Now that we have successfully created a YouTube to Text Summarizer on cnvrg.io – there are additional tools you can use to help manage this model in a production scenario.

Using Flows – you can connect this process to your own dataset for training and auto deploy to your cnvrg.io endpoint using a Deployment Task in our Drag-and-Drop pipeline Tool.

2. Using Feedback Loops

Additionally, endpoints offer the ability to send stored predictions to a dataset using Feedback Loops. Feedback Loops allow you to manually or automatically export the data (inputs, predictions and so on) from the endpoint into a cnvrg.io dataset.

Conclusion

The new AI tools are emerging fast with powerful models at our fingertips such as Whisper, ChatGPT and other LLMs. This comprehensive guide has demonstrated how businesses and individuals can easily build an efficient AI pipeline for transcribing, translating, and summarizing video content. Combining these models into a pipeline will allow us to productionize, personalize, and scale our models in production using cnvrg.io and Intel Developer Cloud.

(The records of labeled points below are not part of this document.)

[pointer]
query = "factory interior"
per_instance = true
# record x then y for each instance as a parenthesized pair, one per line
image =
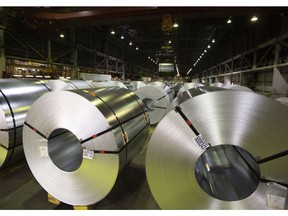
(143, 108)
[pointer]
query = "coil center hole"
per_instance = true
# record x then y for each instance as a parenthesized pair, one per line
(65, 150)
(227, 172)
(149, 104)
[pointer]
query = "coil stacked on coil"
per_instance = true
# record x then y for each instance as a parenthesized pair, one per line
(190, 93)
(138, 84)
(77, 142)
(67, 84)
(16, 97)
(187, 86)
(156, 101)
(185, 151)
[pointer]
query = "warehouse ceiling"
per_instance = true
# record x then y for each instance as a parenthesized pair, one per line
(143, 26)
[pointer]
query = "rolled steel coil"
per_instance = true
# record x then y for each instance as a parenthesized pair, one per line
(166, 87)
(156, 101)
(192, 92)
(218, 151)
(129, 86)
(77, 142)
(138, 84)
(62, 84)
(16, 97)
(283, 100)
(118, 83)
(187, 86)
(238, 88)
(217, 84)
(98, 84)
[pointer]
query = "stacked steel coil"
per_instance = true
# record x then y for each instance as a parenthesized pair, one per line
(77, 142)
(156, 101)
(218, 151)
(187, 86)
(16, 97)
(138, 84)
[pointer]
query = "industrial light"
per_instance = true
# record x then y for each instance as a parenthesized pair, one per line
(254, 18)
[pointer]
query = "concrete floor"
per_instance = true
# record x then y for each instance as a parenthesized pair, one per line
(19, 190)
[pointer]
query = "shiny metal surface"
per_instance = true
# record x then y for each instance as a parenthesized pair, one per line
(98, 84)
(118, 83)
(192, 92)
(129, 86)
(156, 101)
(63, 84)
(166, 87)
(138, 84)
(109, 123)
(16, 97)
(238, 88)
(217, 84)
(187, 86)
(254, 123)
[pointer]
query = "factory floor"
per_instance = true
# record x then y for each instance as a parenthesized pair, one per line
(19, 190)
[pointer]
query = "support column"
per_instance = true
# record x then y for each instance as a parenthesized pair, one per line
(2, 53)
(75, 74)
(279, 84)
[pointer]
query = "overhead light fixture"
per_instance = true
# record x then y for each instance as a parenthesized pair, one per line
(254, 18)
(189, 71)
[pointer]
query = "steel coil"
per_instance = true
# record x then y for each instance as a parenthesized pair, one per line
(217, 84)
(138, 84)
(117, 83)
(187, 86)
(62, 84)
(192, 92)
(77, 142)
(98, 84)
(156, 101)
(16, 97)
(218, 151)
(166, 87)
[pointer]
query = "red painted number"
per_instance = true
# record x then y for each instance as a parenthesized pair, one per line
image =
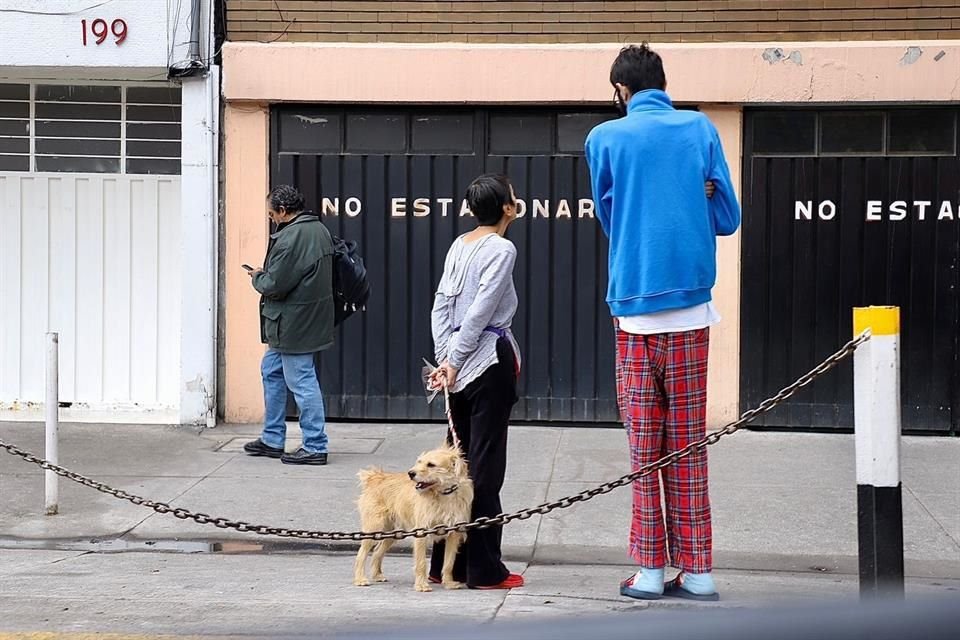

Whisper, an open-source neural network, serves as a robust foundation for transcribing and translating videos, while LLMs like ChatGPT excel at generating human-like text summaries. By utilizing cnvrg.io’s user-friendly interface and machine learning platform, businesses and individuals can easily integrate these technologies into their workflows, regardless of coding experience. The seamless integration of Whisper and ChatGPT with cnvrg.io’s infrastructure ensures a smooth and efficient video summarization process.

In summary, the convergence of AI technologies, open-source models, and the capabilities of cnvrg.io empowers businesses and individuals to automate video transcription, translation, and summarization processes effectively. By harnessing the power of Whisper, ChatGPT, and cnvrg.io, organizations can unlock new levels of accessibility, efficiency, and innovation in video summarization, ultimately driving productivity and enhancing their workflows.